Today’s Hollywood Reporter chronicles a unique legal battle between a film producer and director that recently played out before the Idaho Supreme Court. The case revealed a classic power struggle between financing and artistic vision. David Richards, producer of The Hayfield, about an 1867 battle between Montana settlers and a Native American tribe, sued the film's director, Randy Starkey, for what was called "utilateral" posession of the movie.
In happier days, Richards and Starkey formed Minor Miracle Productions, an Idaho company, to support their project. As producer, Richards put forth the funding while Starkey helmed the production. Their agreement was that all of the film's proceeds would be equally divided.
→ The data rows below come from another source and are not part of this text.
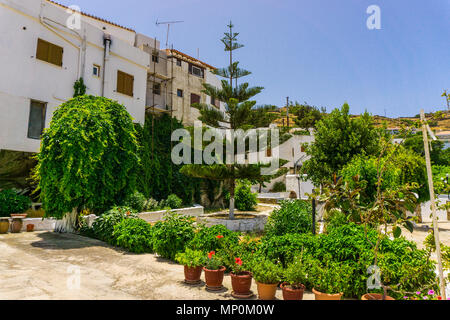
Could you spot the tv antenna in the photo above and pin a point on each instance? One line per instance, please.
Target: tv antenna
(168, 29)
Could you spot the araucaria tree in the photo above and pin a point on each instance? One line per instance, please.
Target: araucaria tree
(88, 159)
(236, 116)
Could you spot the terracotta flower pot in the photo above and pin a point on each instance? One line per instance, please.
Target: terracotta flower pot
(292, 294)
(241, 285)
(16, 225)
(192, 274)
(4, 225)
(325, 296)
(375, 296)
(266, 291)
(214, 279)
(30, 227)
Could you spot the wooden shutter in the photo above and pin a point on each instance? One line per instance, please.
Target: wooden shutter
(36, 121)
(49, 52)
(125, 83)
(195, 98)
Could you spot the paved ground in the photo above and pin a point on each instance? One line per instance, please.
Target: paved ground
(41, 265)
(44, 265)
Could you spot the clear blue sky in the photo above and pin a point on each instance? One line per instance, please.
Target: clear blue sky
(318, 51)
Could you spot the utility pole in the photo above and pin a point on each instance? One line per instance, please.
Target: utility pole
(287, 108)
(168, 29)
(433, 203)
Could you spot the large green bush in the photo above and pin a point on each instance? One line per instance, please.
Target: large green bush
(135, 235)
(172, 235)
(213, 238)
(11, 202)
(294, 216)
(399, 260)
(158, 176)
(88, 157)
(103, 226)
(245, 199)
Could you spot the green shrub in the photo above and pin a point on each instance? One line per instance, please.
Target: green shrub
(151, 205)
(265, 271)
(296, 274)
(294, 216)
(212, 238)
(172, 235)
(135, 235)
(283, 249)
(136, 201)
(279, 186)
(335, 219)
(103, 226)
(348, 245)
(11, 202)
(172, 202)
(245, 200)
(191, 258)
(330, 277)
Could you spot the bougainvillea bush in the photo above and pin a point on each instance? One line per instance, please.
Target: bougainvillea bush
(88, 157)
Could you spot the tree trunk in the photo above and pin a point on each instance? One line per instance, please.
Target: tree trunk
(68, 223)
(232, 187)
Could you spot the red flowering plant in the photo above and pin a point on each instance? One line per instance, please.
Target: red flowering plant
(213, 262)
(419, 295)
(231, 257)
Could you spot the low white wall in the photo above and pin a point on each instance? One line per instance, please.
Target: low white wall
(39, 224)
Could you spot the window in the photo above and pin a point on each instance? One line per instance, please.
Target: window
(36, 120)
(195, 98)
(215, 102)
(157, 88)
(196, 71)
(49, 52)
(125, 83)
(96, 71)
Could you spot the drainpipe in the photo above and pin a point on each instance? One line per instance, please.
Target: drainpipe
(107, 47)
(81, 48)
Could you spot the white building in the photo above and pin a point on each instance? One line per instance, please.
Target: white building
(42, 58)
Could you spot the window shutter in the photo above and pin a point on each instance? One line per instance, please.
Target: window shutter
(49, 52)
(42, 51)
(125, 83)
(120, 82)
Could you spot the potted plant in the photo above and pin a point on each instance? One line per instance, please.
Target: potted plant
(4, 225)
(193, 262)
(328, 280)
(214, 272)
(30, 227)
(241, 280)
(267, 276)
(294, 276)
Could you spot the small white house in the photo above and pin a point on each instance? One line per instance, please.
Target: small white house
(42, 57)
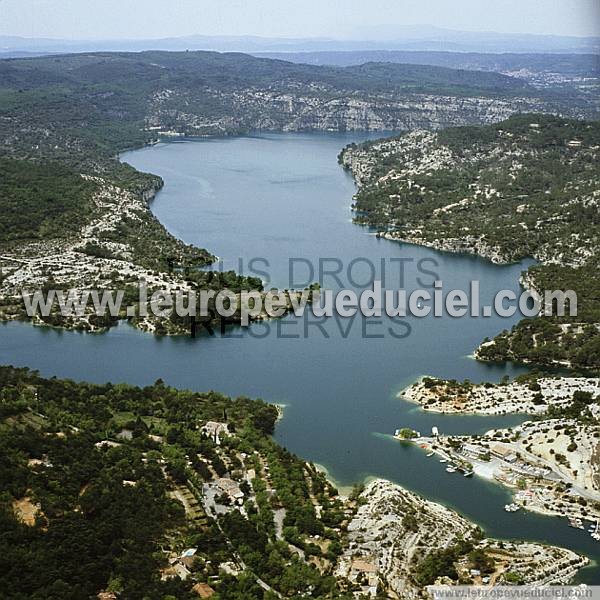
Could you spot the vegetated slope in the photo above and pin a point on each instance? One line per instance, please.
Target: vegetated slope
(65, 105)
(79, 111)
(529, 186)
(158, 493)
(527, 66)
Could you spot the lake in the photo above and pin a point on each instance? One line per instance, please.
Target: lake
(276, 197)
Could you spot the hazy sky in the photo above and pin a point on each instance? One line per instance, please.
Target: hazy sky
(86, 19)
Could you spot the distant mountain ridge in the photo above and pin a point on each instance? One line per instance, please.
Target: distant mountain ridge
(395, 38)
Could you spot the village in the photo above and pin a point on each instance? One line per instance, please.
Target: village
(551, 466)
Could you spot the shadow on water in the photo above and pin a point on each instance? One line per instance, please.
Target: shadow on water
(282, 196)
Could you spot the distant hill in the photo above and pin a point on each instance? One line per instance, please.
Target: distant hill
(565, 64)
(387, 38)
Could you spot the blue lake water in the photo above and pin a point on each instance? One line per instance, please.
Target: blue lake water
(277, 197)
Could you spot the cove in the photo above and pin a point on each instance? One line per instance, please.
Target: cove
(282, 196)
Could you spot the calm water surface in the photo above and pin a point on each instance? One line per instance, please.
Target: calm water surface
(282, 196)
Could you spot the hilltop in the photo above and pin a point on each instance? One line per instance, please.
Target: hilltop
(526, 187)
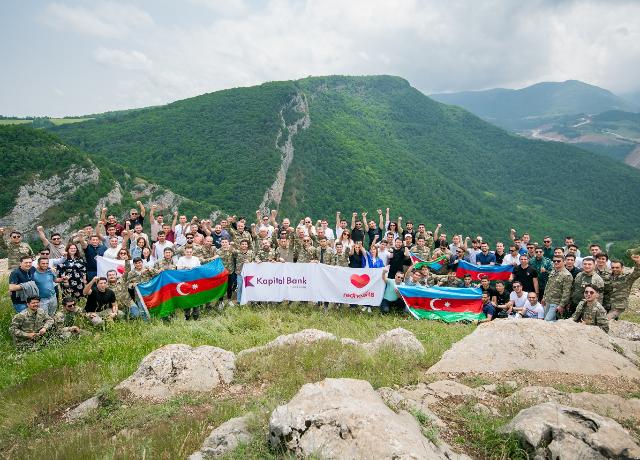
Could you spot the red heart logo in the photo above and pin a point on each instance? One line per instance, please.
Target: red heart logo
(360, 281)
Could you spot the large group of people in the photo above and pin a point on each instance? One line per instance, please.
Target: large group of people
(57, 292)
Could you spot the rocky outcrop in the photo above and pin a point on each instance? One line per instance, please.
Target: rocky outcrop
(224, 439)
(554, 431)
(607, 405)
(177, 368)
(346, 418)
(36, 197)
(564, 347)
(273, 195)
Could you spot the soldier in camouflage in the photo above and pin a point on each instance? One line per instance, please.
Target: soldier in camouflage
(15, 248)
(67, 320)
(31, 325)
(589, 311)
(558, 289)
(621, 281)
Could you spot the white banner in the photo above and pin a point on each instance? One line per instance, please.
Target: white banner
(275, 282)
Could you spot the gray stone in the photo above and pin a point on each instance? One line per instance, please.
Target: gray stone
(553, 425)
(178, 368)
(82, 409)
(399, 339)
(224, 439)
(346, 418)
(538, 346)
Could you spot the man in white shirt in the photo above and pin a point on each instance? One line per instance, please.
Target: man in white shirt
(160, 245)
(188, 260)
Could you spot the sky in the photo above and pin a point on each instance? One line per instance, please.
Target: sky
(81, 57)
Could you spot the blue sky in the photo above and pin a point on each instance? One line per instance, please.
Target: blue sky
(78, 57)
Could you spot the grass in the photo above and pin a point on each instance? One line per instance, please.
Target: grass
(37, 387)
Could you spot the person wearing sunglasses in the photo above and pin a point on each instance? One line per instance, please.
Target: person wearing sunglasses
(590, 311)
(557, 292)
(15, 248)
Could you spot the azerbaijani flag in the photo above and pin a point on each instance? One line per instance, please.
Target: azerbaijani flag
(494, 272)
(435, 264)
(173, 289)
(443, 303)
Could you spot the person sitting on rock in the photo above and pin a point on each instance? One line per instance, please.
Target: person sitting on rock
(590, 311)
(67, 320)
(31, 325)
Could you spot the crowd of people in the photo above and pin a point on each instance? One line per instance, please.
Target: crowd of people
(548, 281)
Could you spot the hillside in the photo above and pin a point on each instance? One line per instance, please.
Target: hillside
(361, 143)
(61, 187)
(528, 107)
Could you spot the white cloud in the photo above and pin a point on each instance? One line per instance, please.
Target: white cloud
(124, 59)
(107, 20)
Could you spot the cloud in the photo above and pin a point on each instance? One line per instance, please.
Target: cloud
(123, 59)
(107, 20)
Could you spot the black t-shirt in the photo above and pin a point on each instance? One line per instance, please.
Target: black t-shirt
(98, 301)
(525, 276)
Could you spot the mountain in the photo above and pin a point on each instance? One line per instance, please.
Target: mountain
(59, 186)
(528, 107)
(317, 145)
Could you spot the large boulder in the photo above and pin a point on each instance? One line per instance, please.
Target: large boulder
(178, 368)
(563, 346)
(607, 405)
(304, 337)
(224, 439)
(346, 418)
(559, 432)
(398, 339)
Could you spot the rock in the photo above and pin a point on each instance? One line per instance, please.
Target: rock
(584, 433)
(224, 439)
(178, 368)
(624, 330)
(82, 409)
(399, 339)
(304, 337)
(607, 405)
(346, 418)
(563, 346)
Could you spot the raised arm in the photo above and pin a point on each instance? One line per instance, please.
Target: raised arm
(42, 236)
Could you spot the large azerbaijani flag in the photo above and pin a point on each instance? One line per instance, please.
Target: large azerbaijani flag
(494, 272)
(173, 289)
(435, 264)
(443, 303)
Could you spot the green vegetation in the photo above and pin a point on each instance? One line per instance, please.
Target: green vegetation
(36, 388)
(373, 142)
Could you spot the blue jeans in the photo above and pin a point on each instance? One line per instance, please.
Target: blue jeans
(550, 314)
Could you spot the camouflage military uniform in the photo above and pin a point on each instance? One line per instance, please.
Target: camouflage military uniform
(621, 287)
(592, 314)
(285, 254)
(26, 322)
(342, 260)
(237, 236)
(205, 253)
(558, 289)
(307, 254)
(422, 252)
(265, 255)
(228, 259)
(242, 258)
(15, 251)
(581, 280)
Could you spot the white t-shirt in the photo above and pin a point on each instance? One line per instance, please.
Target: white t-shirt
(158, 248)
(518, 301)
(188, 262)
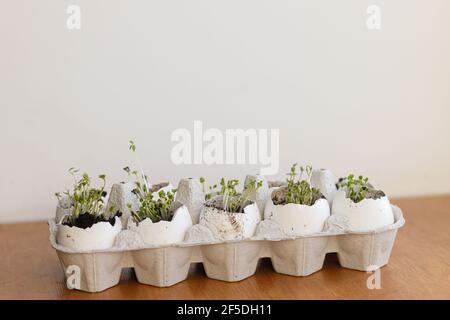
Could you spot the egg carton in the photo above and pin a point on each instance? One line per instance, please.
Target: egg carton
(231, 261)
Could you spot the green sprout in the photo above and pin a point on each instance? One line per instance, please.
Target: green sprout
(83, 198)
(155, 208)
(299, 190)
(356, 189)
(212, 189)
(232, 200)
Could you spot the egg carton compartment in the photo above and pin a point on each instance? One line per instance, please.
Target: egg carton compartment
(164, 266)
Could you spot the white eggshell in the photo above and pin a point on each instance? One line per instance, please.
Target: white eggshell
(231, 226)
(325, 181)
(98, 237)
(119, 198)
(166, 189)
(164, 232)
(298, 219)
(367, 214)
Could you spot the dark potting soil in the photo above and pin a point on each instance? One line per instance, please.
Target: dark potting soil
(87, 220)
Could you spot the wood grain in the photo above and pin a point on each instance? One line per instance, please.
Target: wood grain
(419, 268)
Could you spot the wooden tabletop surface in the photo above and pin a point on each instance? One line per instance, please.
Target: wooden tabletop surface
(419, 268)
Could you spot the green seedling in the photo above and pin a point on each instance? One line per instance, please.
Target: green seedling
(299, 190)
(356, 189)
(84, 199)
(155, 209)
(232, 200)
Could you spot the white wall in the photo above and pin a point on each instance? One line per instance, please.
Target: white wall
(343, 97)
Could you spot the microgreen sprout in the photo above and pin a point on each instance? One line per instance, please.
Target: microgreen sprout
(211, 189)
(143, 179)
(299, 190)
(356, 189)
(232, 200)
(155, 208)
(84, 199)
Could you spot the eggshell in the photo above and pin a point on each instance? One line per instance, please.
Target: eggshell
(365, 215)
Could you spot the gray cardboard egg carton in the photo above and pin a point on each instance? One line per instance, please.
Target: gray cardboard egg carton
(231, 260)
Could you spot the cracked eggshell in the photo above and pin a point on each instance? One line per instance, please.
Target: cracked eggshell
(163, 232)
(100, 236)
(365, 215)
(325, 181)
(261, 195)
(190, 193)
(119, 197)
(231, 225)
(296, 219)
(167, 188)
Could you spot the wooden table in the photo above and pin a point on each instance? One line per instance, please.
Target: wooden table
(419, 268)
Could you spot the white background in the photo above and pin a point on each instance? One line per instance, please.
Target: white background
(343, 97)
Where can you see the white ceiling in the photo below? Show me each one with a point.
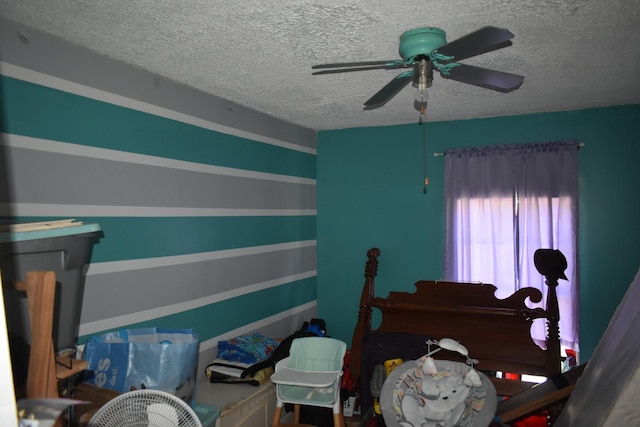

But following production, disagreements prompted Richards to file suit against Starkey for breach of contract, accusing the director of plotting to sell interests in the film to outsiders without Richards' consent. The film wrapped in 2006, but has yet to be seen in a public premiere.
Idaho's high court ruled in Richards' favor and ordered Starkey to pay more than $1 million and surrender the copyright to the film.
The Hollywood Reporter drew ties of the ruling to a popular HBO series:
“Anybody who watched Entourage might remember the episode where fictional director Billy Walsh wants to protect his film from meddlesome producers at all costs and decides run off with the film stock.”